Reflection: Second Sunday of Advent
Today’s readings are a beautiful, powerful, appropriate challenge to begin our Advent season. Today we hear promise of a Savior – one who embodies a Spirit of wisdom and justice. We’re challenged to recognize an extraordinary opportunity for making peace – a wolf and a lamb, a cow and a bear can be companions to each other! This is hardly imaginable. We are in God’s territory here: There will be no harm or ruin; only peace. Don’t our hearts long for that kind of peace, especially now in these days of seeming chaos in our own country?
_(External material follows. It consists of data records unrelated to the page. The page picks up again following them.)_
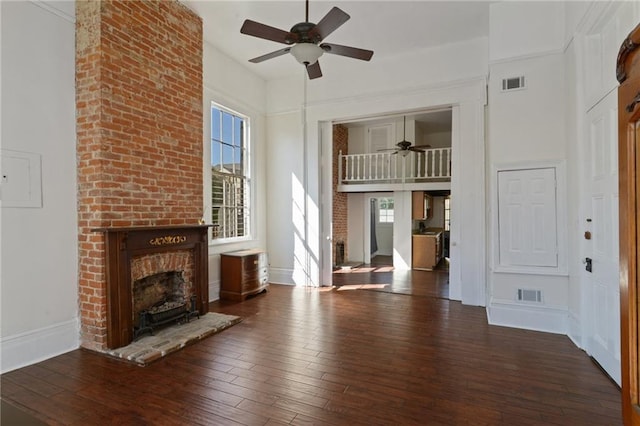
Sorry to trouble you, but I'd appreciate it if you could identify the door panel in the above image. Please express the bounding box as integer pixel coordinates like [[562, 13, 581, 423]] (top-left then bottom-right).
[[586, 89, 621, 385], [498, 168, 557, 267]]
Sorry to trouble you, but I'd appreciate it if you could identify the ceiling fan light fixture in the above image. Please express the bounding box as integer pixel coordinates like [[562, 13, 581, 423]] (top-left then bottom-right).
[[291, 43, 323, 65]]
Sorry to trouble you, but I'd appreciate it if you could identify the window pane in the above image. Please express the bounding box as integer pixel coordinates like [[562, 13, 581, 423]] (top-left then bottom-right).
[[234, 148, 243, 175], [211, 142, 221, 169], [222, 145, 234, 171], [222, 112, 233, 143], [211, 108, 221, 140]]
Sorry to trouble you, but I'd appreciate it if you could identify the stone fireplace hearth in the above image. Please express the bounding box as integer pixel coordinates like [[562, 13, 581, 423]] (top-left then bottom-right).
[[94, 225, 210, 349]]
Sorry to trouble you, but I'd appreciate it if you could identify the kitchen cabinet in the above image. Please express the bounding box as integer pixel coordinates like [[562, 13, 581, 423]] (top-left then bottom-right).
[[220, 249, 268, 301], [412, 191, 433, 220], [412, 231, 442, 270]]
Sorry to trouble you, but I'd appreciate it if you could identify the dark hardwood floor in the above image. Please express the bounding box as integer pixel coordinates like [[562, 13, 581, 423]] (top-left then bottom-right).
[[1, 284, 621, 425]]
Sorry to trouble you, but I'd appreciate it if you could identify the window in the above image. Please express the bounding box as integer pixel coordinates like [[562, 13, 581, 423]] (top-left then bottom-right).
[[378, 197, 394, 223], [211, 103, 250, 240]]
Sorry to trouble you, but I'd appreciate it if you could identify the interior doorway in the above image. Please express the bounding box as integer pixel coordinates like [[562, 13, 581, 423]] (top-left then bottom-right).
[[365, 194, 394, 265]]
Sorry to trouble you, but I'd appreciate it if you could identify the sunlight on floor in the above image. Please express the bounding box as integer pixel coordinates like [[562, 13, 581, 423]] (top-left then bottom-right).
[[333, 266, 394, 273], [336, 284, 389, 291]]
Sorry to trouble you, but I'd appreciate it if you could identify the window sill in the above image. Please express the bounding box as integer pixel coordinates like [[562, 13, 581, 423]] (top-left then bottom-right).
[[209, 235, 253, 247]]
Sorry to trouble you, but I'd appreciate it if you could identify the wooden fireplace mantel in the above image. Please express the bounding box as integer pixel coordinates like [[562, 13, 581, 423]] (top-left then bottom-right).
[[93, 224, 211, 349]]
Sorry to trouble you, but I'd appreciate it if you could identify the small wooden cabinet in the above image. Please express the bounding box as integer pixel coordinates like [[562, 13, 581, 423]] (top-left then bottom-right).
[[412, 232, 442, 270], [220, 249, 268, 301], [412, 191, 433, 220]]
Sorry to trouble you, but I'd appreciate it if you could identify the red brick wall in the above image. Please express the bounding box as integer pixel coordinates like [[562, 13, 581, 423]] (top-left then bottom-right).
[[76, 0, 203, 351], [332, 124, 348, 264]]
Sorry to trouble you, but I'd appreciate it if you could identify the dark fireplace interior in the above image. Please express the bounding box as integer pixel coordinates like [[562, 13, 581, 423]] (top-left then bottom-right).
[[133, 270, 188, 328]]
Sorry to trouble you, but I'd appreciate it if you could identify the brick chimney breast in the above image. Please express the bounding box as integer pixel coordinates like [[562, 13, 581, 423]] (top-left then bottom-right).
[[76, 0, 203, 351]]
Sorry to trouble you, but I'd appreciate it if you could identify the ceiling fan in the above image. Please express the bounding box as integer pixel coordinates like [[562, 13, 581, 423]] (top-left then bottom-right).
[[240, 0, 374, 79], [380, 116, 431, 156]]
And at the same time, the readings foretell a shake-up right ahead, radical change, a new era: the old ways will be uprooted, there will come a leader who will baptize with the Holy Spirit … and with fire. He will separate the wheat from the chaff, truth from lies and falsity, justice from wrongdoing. Hearing such promises must make us sit up and take notice, open our eyes and ears, pay attention to what’s going on right here in our own country. Even now opposites are face-to-face, de-struction and con-struction tangling with each other; what we thought was solidly rooted seems to be being loosened.
The situation described in the readings may pretty well match what we feel in our situation right now. It’s hard to distinguish truth from lies, they seem to carry equal weight. Instead of healthy cooperation, parties seem poised to destroy each other. A vision for a healthful future of planet Earth is compromised, dismissed. Many, I believe, feel as if we’re standing on shaky, insecure ground.
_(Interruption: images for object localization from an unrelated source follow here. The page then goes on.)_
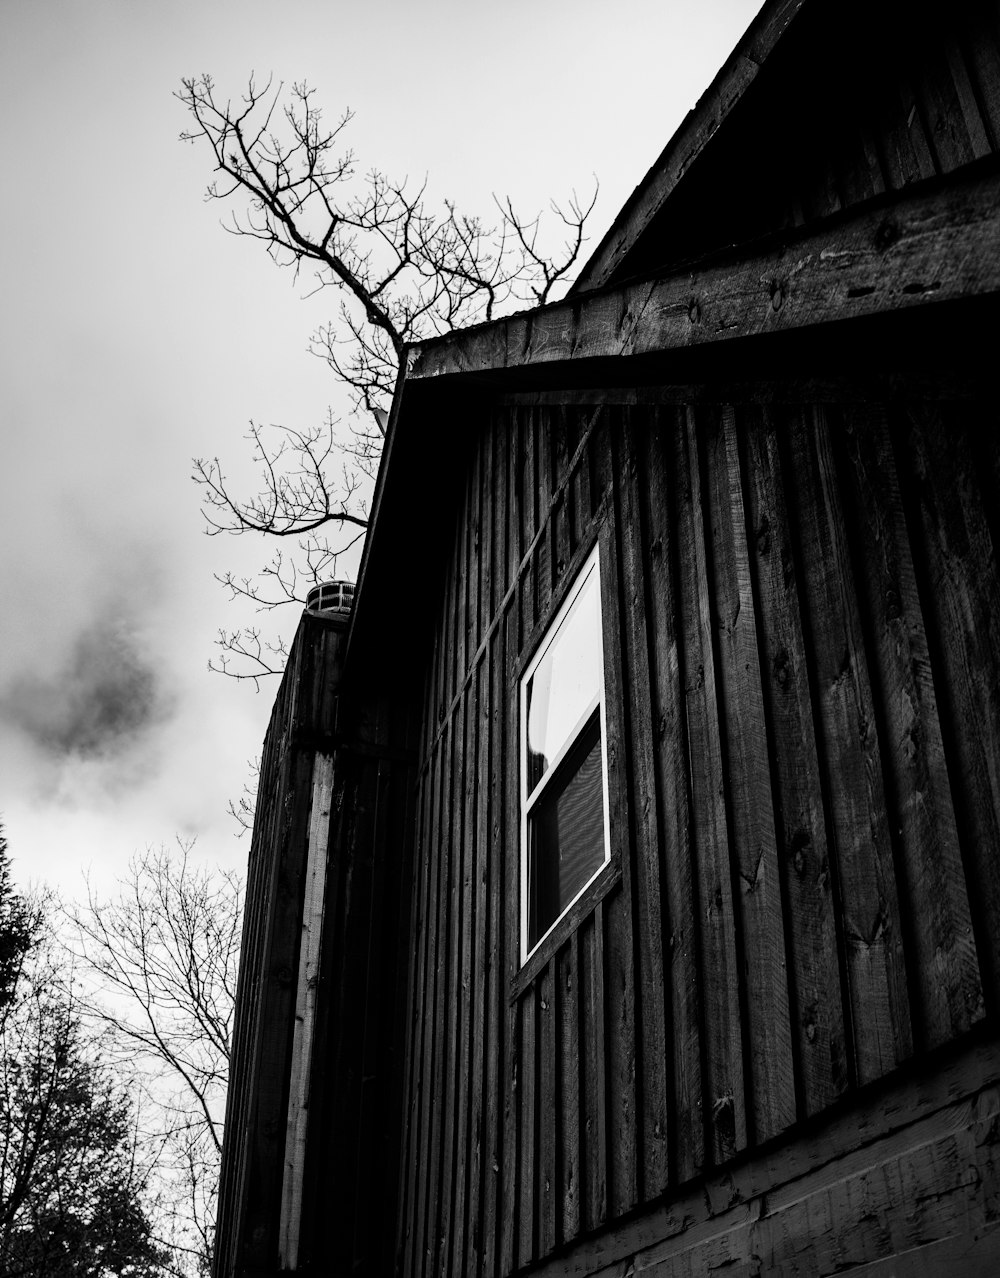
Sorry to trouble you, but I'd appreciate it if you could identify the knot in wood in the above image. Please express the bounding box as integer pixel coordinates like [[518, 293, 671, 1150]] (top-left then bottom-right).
[[874, 217, 901, 252], [788, 828, 811, 876], [769, 279, 785, 312], [688, 297, 702, 325]]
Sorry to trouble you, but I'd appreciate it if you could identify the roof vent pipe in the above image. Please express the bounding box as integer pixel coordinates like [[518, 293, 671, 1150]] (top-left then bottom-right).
[[305, 580, 355, 617]]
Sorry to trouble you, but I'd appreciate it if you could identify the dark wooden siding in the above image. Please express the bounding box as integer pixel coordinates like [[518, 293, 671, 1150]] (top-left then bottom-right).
[[394, 392, 999, 1278], [619, 0, 1000, 281], [214, 616, 419, 1278], [214, 614, 341, 1277]]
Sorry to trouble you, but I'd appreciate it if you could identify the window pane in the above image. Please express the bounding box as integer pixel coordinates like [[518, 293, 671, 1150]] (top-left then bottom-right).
[[527, 715, 605, 950], [525, 568, 601, 792]]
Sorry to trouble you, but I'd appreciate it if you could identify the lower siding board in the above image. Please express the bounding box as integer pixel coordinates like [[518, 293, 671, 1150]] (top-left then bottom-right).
[[526, 1037, 1000, 1278]]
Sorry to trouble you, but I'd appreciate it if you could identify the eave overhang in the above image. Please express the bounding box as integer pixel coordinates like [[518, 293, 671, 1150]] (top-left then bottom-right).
[[342, 158, 1000, 686]]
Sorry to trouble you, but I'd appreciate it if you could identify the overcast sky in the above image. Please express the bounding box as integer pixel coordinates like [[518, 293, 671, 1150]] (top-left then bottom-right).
[[0, 0, 755, 897]]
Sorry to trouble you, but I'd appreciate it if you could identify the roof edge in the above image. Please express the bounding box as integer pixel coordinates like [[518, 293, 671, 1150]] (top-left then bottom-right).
[[570, 0, 808, 294]]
There are choices to make, paths to choose, difficulties to face. St. Paul’s letter seems addressed to us: He says, “Whatever was written previously was written for our instruction, that by endurance and by the encouragement of the Scriptures we might have hope. May the God of endurance and encouragement grant you to think in harmony with one another, in keeping with Christ Jesus.”
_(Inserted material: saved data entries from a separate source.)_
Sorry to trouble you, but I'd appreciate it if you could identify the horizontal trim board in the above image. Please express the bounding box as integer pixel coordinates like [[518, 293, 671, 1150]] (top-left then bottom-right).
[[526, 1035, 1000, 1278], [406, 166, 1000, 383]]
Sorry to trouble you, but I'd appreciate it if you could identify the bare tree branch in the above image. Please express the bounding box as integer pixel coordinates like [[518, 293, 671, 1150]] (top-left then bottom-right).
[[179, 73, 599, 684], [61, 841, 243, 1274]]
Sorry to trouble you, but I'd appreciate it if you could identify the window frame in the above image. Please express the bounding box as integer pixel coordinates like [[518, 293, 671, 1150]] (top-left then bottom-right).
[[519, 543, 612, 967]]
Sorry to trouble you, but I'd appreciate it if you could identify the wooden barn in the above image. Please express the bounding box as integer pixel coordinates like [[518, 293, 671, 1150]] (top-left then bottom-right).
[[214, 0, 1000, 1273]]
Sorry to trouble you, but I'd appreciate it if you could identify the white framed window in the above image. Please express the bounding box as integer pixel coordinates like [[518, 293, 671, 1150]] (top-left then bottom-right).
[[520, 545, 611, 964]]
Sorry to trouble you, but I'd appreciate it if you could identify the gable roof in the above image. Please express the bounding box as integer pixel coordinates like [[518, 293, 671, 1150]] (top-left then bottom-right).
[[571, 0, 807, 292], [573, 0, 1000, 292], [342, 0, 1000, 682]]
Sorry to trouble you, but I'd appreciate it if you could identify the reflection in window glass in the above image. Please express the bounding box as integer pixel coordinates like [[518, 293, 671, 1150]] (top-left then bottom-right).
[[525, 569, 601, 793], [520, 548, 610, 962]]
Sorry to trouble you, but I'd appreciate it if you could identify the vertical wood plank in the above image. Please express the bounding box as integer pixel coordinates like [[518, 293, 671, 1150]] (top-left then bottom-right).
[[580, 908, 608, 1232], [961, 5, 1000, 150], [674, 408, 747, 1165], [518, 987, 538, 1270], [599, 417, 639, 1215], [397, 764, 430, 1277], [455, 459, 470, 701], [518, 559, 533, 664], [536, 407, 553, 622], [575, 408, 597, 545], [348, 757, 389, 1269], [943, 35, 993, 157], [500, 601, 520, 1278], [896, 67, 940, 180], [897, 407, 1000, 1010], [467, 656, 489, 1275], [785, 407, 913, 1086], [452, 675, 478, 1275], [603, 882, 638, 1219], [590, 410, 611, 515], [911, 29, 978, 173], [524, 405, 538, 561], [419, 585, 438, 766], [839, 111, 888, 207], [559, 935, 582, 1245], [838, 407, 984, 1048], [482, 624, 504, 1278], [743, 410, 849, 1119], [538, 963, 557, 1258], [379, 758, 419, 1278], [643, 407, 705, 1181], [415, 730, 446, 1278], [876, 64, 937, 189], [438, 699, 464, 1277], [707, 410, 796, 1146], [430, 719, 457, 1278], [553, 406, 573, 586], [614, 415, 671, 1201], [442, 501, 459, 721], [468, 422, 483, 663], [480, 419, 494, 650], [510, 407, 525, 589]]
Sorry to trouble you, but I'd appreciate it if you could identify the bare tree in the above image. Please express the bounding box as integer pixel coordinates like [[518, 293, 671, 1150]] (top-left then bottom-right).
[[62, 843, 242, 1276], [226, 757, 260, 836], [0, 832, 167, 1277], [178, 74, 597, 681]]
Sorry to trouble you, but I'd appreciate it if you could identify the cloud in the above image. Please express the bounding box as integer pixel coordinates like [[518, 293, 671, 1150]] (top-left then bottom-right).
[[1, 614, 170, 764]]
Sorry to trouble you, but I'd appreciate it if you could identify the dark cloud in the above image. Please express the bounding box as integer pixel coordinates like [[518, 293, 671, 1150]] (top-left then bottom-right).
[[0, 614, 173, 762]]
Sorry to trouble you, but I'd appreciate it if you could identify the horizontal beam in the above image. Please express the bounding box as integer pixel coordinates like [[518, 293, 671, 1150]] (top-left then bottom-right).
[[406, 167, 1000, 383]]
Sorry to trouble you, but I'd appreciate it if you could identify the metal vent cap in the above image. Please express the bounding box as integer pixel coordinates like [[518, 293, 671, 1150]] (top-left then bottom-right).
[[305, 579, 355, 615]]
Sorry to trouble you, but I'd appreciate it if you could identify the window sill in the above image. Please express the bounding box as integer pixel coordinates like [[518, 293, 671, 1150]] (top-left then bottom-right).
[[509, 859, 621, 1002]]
Notice the words the Scripture chose here: endurance and encouragement. The word en-dure: notice that dur is the root of that word: during: dur-ing, dur-able, dur-ation, dur-ess, they suggest something that will take time, may be difficult, something heavy or hard, but will keep you at it; something that can’t be taken lightly … endurance. And en-couragement – a word that’s sister to the precious word hope. (French poet C. Peguy thought of hope as a precious child, and the one God always relies on to be there when things are difficult.) Think of it — today’s Scripture reading – this is what Paul is praying for, for his community centuries ago, Paul’s words: endurance and encouragement, or hope.
We know our country is at a very critical point – a point not for politics, but one that calls for soul work. I mean by that that our situation is toying with values close to our country’s moral core: first of all the centrality of TRUTH; but equally, integrity, justice and peace, a concern for the healthy survival of the planet, immigration, racism, nuclear militarism – these are all integral to our collective ethic, the ethic of this community as well.
We can join Paul when he prays with his community, “May the God of endurance and encouragement” grant (to our nation and to us gathered here today): “to think in harmony with one another, in keeping with Christ Jesus.” Endurance – so we may continue to recognize and to DO, each of us, the role that is given to each of us to do: it is our role now to prepare the way of the Lord. May our hearts always find Hope, may our energies be courageous, positive, and loving. THIS is soul work. May it be done.